Robert Todd Lincoln, late in life

He had the career and life he desired, but not the life in politics at the highest level others sought for him beginning in 1884 with efforts to have him run for vice president. “I am so sincerely not a candidate,” he said at the time. In 1888, it was thought that a dream ticket of Lincoln for president and Frederick Grant (Ulysses’ son) could not lose. However, the dream dissipated quickly when Grant lost an election in New York and Robert refused to even consider seeking the nomination. He said, “The presidential office is but a gilded cage. The care and worry outweigh to my mind, any honor…” His name would be mentioned again for the highest office in every presidential cycle through 1912 when he was 69 years old, prompting him to say, “A man ought not to shirk public duties, but equally he ought not to take them if he knows he is unfit to do them.”

Robert had a distinguished life in law, business, and public service and accumulated much wealth, but he fell somewhat short of meeting his family challenges. He never escaped the shadow of his father, telling a friend that every position he held was because he was Lincoln’s son, and he let the family down with his treatment of his mother. His last public appearance was in 1922 at the dedication of the Lincoln Memorial.

Robert Lincoln (right) with Chief Justice William Howard Taft (left) and President Warren G. Harding (center) at the dedication of the Lincoln Memorial, May 30, 1922.

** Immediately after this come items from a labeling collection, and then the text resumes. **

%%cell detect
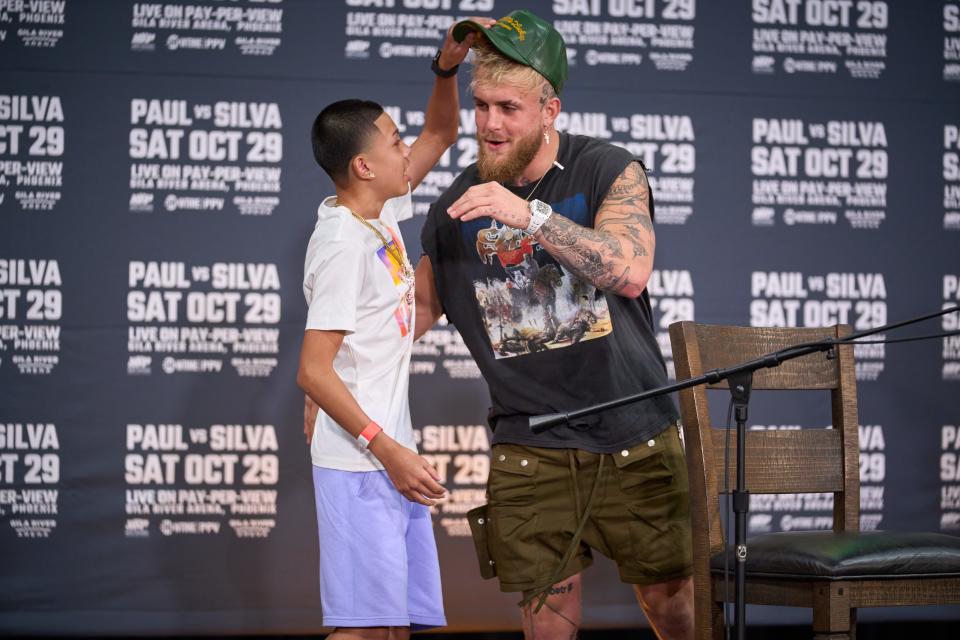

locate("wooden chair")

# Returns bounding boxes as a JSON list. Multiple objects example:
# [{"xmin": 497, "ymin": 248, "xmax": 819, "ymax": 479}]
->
[{"xmin": 670, "ymin": 322, "xmax": 960, "ymax": 640}]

He is buried in Arlington National Cemetery and not the Lincoln Tomb in Springfield. This was his wife’s decision after his death. She felt that he “was a personage, made his own history independently of his great father and should have his own place in the sun!” The Lincoln name died with Robert’s son, Jack, in 1890 and the Lincoln lineage died in 1985 with the death of Robert’s grandson, Robert Todd Lincoln Beckwith.